De la loi Fillon du 4 mai 2004, qui sape l’édifice législatif en donnant la priorité à l’accord d’entreprise sur l’accord de branche, aux lois sur les syndicats dits représentatifs, qui, comme avant la Révolution, instaure un décompte par ordre et pas par tête [1], tout est fait pour démanteler pièce par pièce le code du travail.

« Ce texte vivant, qui protégeait les salariés, est passé à l’acide des exigences du Medef ». On remplace ainsi les lois qui régissent le code en décrets (sans aucun débat parlementaire). On enlève la durée du travail du chapitre conditions de travail et on la met dans celui concernant les salaires.

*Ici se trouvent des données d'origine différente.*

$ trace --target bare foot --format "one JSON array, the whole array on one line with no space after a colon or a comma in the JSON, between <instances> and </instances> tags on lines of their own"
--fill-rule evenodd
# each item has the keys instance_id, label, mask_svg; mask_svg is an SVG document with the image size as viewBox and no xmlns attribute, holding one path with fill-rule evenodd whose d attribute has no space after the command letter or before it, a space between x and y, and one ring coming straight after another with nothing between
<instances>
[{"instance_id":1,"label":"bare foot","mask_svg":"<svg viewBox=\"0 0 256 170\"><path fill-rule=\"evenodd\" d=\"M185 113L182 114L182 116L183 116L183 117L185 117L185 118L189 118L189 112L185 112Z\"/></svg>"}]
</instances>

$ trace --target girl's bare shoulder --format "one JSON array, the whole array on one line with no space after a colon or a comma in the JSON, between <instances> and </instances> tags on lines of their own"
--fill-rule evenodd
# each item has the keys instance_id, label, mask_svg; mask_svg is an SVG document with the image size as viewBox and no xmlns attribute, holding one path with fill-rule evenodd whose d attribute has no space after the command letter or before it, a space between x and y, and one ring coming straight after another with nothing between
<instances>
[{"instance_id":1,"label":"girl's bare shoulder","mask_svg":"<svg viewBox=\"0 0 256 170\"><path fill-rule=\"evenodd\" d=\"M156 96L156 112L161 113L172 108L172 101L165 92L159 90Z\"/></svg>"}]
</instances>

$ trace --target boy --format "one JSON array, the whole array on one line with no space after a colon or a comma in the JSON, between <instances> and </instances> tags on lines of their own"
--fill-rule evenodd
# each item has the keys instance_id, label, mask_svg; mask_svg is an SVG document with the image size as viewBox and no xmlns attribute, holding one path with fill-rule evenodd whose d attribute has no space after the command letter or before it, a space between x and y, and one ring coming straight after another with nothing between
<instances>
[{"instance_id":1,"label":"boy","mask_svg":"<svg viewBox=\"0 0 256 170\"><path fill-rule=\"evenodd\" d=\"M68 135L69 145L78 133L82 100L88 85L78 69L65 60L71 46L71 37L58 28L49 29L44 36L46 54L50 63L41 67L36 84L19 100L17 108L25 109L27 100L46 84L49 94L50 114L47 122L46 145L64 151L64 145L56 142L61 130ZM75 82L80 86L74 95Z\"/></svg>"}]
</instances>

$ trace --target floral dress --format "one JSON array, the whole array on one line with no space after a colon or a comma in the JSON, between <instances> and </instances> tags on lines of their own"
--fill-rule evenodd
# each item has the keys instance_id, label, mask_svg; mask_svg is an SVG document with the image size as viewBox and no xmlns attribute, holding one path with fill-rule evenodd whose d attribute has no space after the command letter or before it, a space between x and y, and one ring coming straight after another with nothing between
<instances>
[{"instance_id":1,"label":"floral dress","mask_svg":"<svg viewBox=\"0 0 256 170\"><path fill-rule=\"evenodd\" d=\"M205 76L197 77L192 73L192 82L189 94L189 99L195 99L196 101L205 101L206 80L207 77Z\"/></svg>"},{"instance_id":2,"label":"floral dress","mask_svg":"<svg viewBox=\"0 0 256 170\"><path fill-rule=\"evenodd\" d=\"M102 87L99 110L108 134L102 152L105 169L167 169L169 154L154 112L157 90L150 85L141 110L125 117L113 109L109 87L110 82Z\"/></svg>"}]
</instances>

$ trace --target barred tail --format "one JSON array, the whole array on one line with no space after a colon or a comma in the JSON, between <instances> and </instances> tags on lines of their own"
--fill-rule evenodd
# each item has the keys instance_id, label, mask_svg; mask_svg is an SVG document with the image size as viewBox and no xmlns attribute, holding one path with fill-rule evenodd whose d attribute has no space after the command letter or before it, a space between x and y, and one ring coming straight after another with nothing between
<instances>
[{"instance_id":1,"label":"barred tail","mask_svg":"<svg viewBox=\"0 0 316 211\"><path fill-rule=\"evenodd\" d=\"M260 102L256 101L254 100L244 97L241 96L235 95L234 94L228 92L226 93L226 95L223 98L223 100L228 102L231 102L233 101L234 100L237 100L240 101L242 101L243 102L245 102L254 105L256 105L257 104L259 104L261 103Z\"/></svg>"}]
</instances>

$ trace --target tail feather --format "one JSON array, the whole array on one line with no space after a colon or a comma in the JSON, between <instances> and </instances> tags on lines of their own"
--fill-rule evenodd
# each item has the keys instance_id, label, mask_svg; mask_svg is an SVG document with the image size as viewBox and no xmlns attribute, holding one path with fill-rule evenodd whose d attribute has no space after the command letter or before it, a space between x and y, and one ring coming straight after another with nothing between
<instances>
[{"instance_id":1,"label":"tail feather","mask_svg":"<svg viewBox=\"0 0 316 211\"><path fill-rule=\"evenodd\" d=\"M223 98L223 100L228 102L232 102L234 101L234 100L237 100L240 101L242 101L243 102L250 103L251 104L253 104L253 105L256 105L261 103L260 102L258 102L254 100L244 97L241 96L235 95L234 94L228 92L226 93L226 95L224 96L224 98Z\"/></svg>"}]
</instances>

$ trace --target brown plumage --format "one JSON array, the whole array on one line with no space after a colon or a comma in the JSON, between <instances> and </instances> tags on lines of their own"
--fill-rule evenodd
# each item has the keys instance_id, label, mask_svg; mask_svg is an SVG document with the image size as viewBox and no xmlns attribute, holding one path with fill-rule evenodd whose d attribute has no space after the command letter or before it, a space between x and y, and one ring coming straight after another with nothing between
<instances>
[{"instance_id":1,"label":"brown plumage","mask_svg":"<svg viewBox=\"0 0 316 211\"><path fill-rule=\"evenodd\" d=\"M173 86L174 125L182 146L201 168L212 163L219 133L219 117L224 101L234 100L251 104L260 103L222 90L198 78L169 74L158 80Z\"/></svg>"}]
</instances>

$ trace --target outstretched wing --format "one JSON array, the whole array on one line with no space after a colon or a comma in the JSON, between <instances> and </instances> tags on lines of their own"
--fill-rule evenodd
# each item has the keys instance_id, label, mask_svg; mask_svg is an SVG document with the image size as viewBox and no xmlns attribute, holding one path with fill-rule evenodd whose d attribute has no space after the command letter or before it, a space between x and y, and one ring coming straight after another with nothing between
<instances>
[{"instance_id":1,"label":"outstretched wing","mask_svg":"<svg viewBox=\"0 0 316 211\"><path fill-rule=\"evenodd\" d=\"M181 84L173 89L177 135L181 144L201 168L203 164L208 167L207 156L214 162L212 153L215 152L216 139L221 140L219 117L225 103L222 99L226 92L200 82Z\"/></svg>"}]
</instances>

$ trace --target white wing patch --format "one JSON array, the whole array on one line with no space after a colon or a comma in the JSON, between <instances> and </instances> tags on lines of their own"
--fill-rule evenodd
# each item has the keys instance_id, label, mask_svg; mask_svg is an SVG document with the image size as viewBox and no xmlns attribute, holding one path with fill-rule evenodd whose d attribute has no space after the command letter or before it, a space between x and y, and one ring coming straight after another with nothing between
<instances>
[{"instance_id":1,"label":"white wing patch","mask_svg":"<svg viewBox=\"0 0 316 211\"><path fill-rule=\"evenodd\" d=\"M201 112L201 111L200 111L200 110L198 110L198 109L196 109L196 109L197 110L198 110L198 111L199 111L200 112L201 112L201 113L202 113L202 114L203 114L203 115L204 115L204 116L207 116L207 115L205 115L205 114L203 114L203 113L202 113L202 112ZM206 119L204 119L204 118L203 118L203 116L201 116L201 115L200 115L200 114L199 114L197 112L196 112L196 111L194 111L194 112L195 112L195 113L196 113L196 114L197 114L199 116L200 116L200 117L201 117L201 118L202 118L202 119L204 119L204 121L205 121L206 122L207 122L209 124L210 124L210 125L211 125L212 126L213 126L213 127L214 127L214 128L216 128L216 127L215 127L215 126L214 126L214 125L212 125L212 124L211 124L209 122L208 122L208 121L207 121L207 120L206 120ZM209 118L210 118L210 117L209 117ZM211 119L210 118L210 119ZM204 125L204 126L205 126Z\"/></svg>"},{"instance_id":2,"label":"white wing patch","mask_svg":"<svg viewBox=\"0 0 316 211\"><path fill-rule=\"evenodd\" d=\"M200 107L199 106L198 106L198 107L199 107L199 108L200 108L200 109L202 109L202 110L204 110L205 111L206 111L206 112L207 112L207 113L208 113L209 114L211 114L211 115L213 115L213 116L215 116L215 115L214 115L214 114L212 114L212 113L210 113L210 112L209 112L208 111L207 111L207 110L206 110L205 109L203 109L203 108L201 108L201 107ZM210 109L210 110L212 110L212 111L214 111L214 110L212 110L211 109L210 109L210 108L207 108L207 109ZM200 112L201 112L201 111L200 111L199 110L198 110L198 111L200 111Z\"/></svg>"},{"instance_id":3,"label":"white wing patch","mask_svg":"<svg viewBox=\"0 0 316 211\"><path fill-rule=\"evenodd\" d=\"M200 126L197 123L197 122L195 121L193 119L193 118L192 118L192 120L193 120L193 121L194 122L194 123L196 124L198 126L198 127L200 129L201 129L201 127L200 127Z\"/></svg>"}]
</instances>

Les apprentis ne sont plus considérés comme des salariés et se retrouvent dans la partie formation professionnelle, les dockers dépendent désormais du code des affaires maritimes et les mineurs du code minier...

A propos des 35 heures, attaquées comme jamais ces temps-ci et accusées de tous les maux, Gérard Filoche rappelle : « Il y a un lien évident et historique entre la réduction du temps de travail et le code du travail, de la journée de huit heures aux 35 heures. Et les 35 heures, c’est la durée légale du travail. Ce n’est pas la durée réelle, ni la durée maximale. » Cette dernière est fixée à 48 heures, tout ce qui est entre devant être payé en heures supplémentaires majorées.

Or, là aussi, le nouveau code déplace les responsabilités : au lieu de l’employeur, c’est le salarié qui a des obligations, comme par exemple dans le port des tenues de sécurité. En cas d’accident sur un chantier, la responsabilité de l’employeur ne sera plus engagée. Une disposition, on s’en doute, qui a beaucoup plu au Medef, le véritable inspirateur de la réforme.

[1Ainsi, les médias parlent d’un accord signé par « 4 syndicats sur 5 », alors même que 3 autres — UNSA, Sud et la FSU — ne sont pas pris en compte, et que le plus souvent, la CGT n’a pas signé. Ce qui veut dire qu’un accord signé dans ces conditions peut l’être au nom d’une petite minorité de salariés, mais ce n’est jamais expliqué clairement.